Rent caps, other housing protections signed into Washington law

Rent caps and other housing reforms are coming to Washington State after Gov. Bob Ferguson signed a swath of historic legislation Wednesday meant to ease the state’s homelessness crisis.
Washington now joins California as the only states to offer a statewide version of rent control. The majority of states specifically bar it, according to the National Apartment Association, and only a handful allow local jurisdictions to adopt caps. Some don’t address the issue either way.
According to Ferguson, the number one issue he heard while campaigning was the lack of affordable housing in the state.
“It just came up over and over and over again,” he said Wednesday. “It doesn’t matter if someone lives in North Seattle or Spokane, in a red jurisdiction or a blue jurisdiction, it doesn’t matter. I just heard that concern over and over and over again.”
While on the campaign trail, Ferguson pledged to build 200,000 new units of housing in the state during his first term in office. Following his first legislative session, which he dubbed “the session of affordable housing,” the governor said the state has made progress towards the goal, though more must be done.
“We must make it easier, faster, and less expensive to build housing of all kinds,” Ferguson said. “And this group of bills does precisely that.”
On Wednesday, Ferguson signed a slate of bills he said will reduce red tape and cut construction costs, which he hopes will spur the construction of more housing in the state and further the state’s efforts to reach his goal.
The governor also signed a bill to cap yearly rent increases at 7% plus inflation or 10%, whichever is less, each year. Landlords will be required to provide a 90-day notice of rent increases. Under the legislation, new construction will be exempt for 12 years, as will affordable housing managed by nonprofit organizations and public housing authorities. Similar to Washington, California caps rents at 10%, or 5% plus inflation, whichever is lower.
“At a time of economic uncertainty, this common-sense guardrail will protect working families and seniors from excessive rent hikes,” sponsor Sen. Emily Alvarado, D-West Seattle, said in a statement.

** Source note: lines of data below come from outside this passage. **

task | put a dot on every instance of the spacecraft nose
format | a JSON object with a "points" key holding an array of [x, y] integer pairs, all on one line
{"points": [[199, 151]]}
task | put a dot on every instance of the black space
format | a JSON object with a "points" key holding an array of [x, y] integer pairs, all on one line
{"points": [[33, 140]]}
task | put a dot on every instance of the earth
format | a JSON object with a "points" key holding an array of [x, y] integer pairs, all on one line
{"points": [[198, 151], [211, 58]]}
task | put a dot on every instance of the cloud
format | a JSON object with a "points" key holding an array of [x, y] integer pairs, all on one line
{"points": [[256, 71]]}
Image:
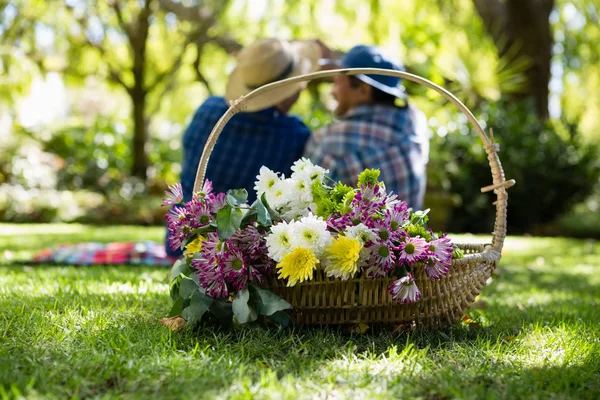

Ferguson said he has frequently heard from renters forced to move further and further away from their jobs in large metropolitan cities as their rents have increased. The bill, Ferguson said, is evidence that a constituent’s voice matters in the legislative process.
In a statement Wednesday, Sean Flynn, executive director of the Rental Housing Association of Washington, said the bill is a “death knell for Washington’s rental housing market.”
“This bill sends two messages. First, to small housing providers – it tells them they cannot do this alone in a system this chaotic and overregulated,” Flynn said. “Second, to capital – it signals that your development dollars are better spent in states with more predictable and stable housing policy.”
Flynn added that the rent increase cap “locks in housing scarcity and will ultimately harm the very tenants it claims to protect.”
Lawmakers took other steps towards increasing the supply of affordable housing during the legislative session. The capital budget awaiting a signature from Ferguson includes $605 million, a record, for the construction of affordable housing projects through the Housing Trust Fund.
Lt. Governor Denny Heck, who headed Ferguson’s efforts to boost housing during his transition, gathered reports in the Capitol on the last day of the session to discuss the progress legislators had made.
“They took big steps forward,” Heck said.
Heck pointed to legislation to limit the number of parking spaces cities and counties require for housing projects and permitting reform, among other proposals, as proof that lawmakers had taken steps towards increasing housing supply.
Still, Heck said, “We have a very, very long way to go.”
Heck said the supply shortage in the state “is so severe that no one should be leaving here thinking ‘Ah, we’ve got this.’ ”
“Because we don’t have this, yet,” Heck said.
Like the governor, Heck said the state lags behind others and must take additional steps to increase the supply of housing.
“I think one of the biggest impediments to us taking that truly giant step forward is just a fundamental lack of understanding that in order to solve this, it’s going to take the private sector being fully partnered with us,” Heck said.
While the record funding for the Housing Trust Fund was a positive step, Heck said, it pales in comparison to the amount needed to fully address the issue, something that would require additional involvement of the private sector.
“There’s no way public or social housing investments are going to build ourselves out of this problem,” Heck said. “And yet, there is a perspective among too many members that somehow, those who seek to build housing or profit are the enemy. And if we cannot figure out a way to begin partnering with them, to harness that capital, then we are not going to take that giant step forward.”